Steve est bien mort d’un cancer, mais Walter Isaacson son biographe officiel lui a planté un poignard dans le dos.

J’ai lu son best-seller non-stop, avec cette impression exaltante de revivre une part de l’histoire de mon temps comme si je la voyais depuis le futur. Mais plus j’avançais, plus un malaise s’est installé en moi. Je n’arrêtais pas de me dire « Nous avons raté quelque chose. »

Ratage dans la forme

Steve était capable d’exploser de rage parce qu’un gris n’était pas du bon gris, parce qu’un verre n’avait pas la bonne texture. Ce perfectionniste s’intéressait à tous les détails et en même temps, obsédé par le minimalisme, chassait l’inutile.

Isaacson s’est appliqué à faire le contraire. Il a accumulé, nivelé, empilé, comme pour rendre hommage à ses propres investigations. Pour nous prouver qu’il a travaillé, il a écrit un livre qui ne ressemble pas à Steve et qui ne peut de fait que passer à côté de sa vie. Faute d’être lui-même ascète et sobre dans son écriture, Isaacson n’immortalise pas Steve. Il le dissèque, tel un cadavre sur la table d’un médecin légiste. Il ne s’adresse qu’à notre curiosité la plus primitive. C’est comme si Victor Frankenstein n’avait pas réussi à ressusciter « le monstre ». Jobs est mort dès les premières pages.

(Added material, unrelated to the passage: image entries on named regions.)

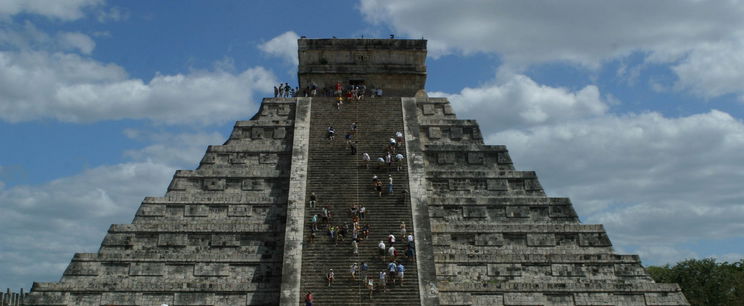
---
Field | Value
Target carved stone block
[488,179,509,191]
[488,264,522,277]
[462,206,488,218]
[437,152,455,165]
[240,179,264,190]
[258,153,279,164]
[422,104,436,116]
[444,104,455,115]
[129,262,165,276]
[227,205,253,217]
[184,205,209,217]
[203,178,226,190]
[251,127,266,139]
[428,126,442,139]
[450,126,463,139]
[274,126,287,139]
[194,263,230,276]
[524,179,542,190]
[527,234,556,247]
[468,152,483,165]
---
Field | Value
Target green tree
[647,258,744,306]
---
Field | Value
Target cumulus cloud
[258,31,300,66]
[359,0,744,97]
[430,75,608,131]
[0,130,224,288]
[0,50,275,124]
[487,110,744,257]
[58,32,96,54]
[0,0,104,21]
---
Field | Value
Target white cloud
[57,32,96,54]
[359,0,744,97]
[672,40,744,97]
[124,129,225,166]
[430,75,608,132]
[96,7,130,23]
[0,130,224,289]
[487,110,744,258]
[258,31,300,66]
[0,51,275,124]
[0,0,104,21]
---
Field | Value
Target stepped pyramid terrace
[20,38,689,306]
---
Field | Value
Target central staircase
[301,97,421,305]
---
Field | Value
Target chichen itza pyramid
[10,38,689,306]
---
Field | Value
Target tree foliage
[647,258,744,306]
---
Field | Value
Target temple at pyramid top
[298,38,426,97]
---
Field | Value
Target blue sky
[0,0,744,288]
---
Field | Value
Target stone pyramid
[25,38,688,305]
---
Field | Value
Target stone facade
[402,97,688,306]
[25,98,297,306]
[24,39,688,305]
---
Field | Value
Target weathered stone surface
[21,38,688,306]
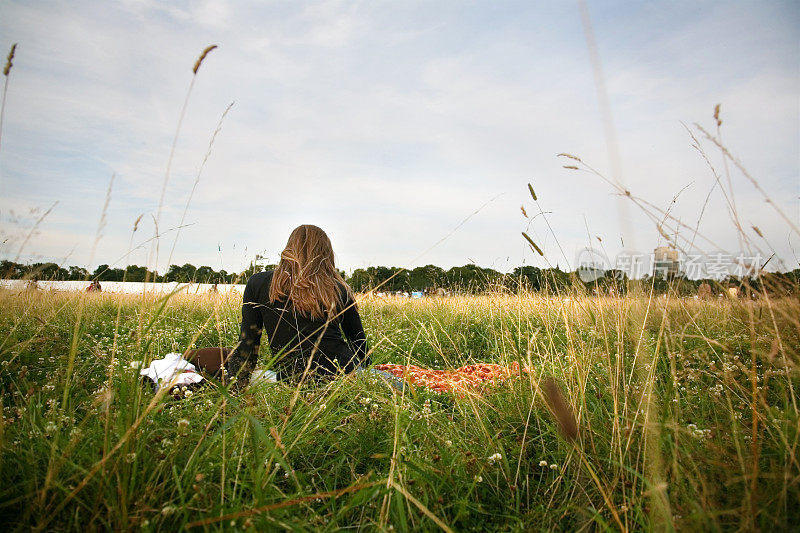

Cette impression mortifère n’a cessé de me pénétrer au cours de la lecture. Cette biographie est cancérigène. Elle ne porte en elle aucun espoir. Elle nous donne à voir une époque malade au plus profond de ses entrailles.

Steve Jobs n’y apparait qu’en tant qu’homme d’affaires. On ne le sent jamais vivre, sauf peut-être dans sa jeunesse. Par la suite, le business oblitère ses espoirs. Quelques références esthétiques, mais jamais d’émotion. Comme si l’époque elle-même n’avait aucun intérêt. Il n’est question que d’expérience utilisateur. Mais nous sommes surtout des rêveurs, des révolutionnaires, des amoureux, des fous… et assez peu souvent des utilisateurs.

Isaacson n’a établi qu’une chronologie dans laquelle il faudra puiser pour redonner vie à Jobs. Parce que si personne ne s’attaque à cette tâche, c’est toute notre génération qui sera déclarée moribonde. Toute notre époque qui sera raillée par nos successeurs. Ils ne verront en nous que des consommateurs. D’objets, de drogues, de régimes alimentaires tordus. Ils ignoreront notre sagesse, notre philosophie, nos espoirs. Surtout nos combats pour une autre humanité, la leur.

Ratage dans le fond

Au fil des pages, je ne cessais de me demander « C’est tout ce que nous laissons ? » L’incapacité de Jobs de s’attaquer aux problèmes de société me rappelait mes propres incapacités et celles de la plupart d’entre nous.

Jobs dans sa jeunesse aspire à une vie spirituelle, à l’extase, tout cela dans une démarche très individualiste. Par la suite, jamais il ne se tend vers le collectif, sinon en nous donnant des produits.

Mais après ? Peut-on laisser de côté la question des usages ? Richard Stallman nous prouve que non. Le produit seul n’est rien. Il faut lui adjoindre une éthique.

Revivre avec Jobs m’a montré la facette la plus désolante de la Silicon Valley. Business as usual. Le périssable. Ce qui passera, comme a péri le Mac de 1984. Objet révolutionnaire en son temps, il a déjà un côté désuet que jamais n’auront les peintures égyptiennes ou les sculptures grecques.

On n’éprouve aucune émotion devant un pinceau de la Renaissance mais on peut jouir indéfiniment devant les toiles auxquelles il a donné naissance. Nos gadgets ne sont que des pinceaux. Il est certes indispensable de les perfectionner, mais il serait dangereux d’oublier de peindre avec.

Isaacson m’a laissé cette impression que nous oublions l’essentiel. Il nous donne un Jobs qui insiste souvent sur les possibilités créatives de ses produits, sans que cela soit plus qu’un leitmotiv marketing. On ne voit rien jaillir d’extraordinaire.

Sommes-nous stériles ? Voilà ce que je n’ai cessé de penser en lisant. Nos vies sont-elles à ce point insipides ? Elles ne feront pas rêver nos enfants. Ou est-ce que nous sommes encore incapables de deviner en elles ce qu’elles recèlent d’extraordinaire ?

J’ai un mauvais goût en bouche.

Je ne peux m’empêcher de penser à ma propre mort, à la mort de nos rêves avant qu’ils ne prennent forme.

À travers Jobs, Isaacson a décrit une société qui fait une fausse couche. L’immense succès de son livre est d’autant plus inquiétant, comme s’il confirmait un diagnostic assez terrible.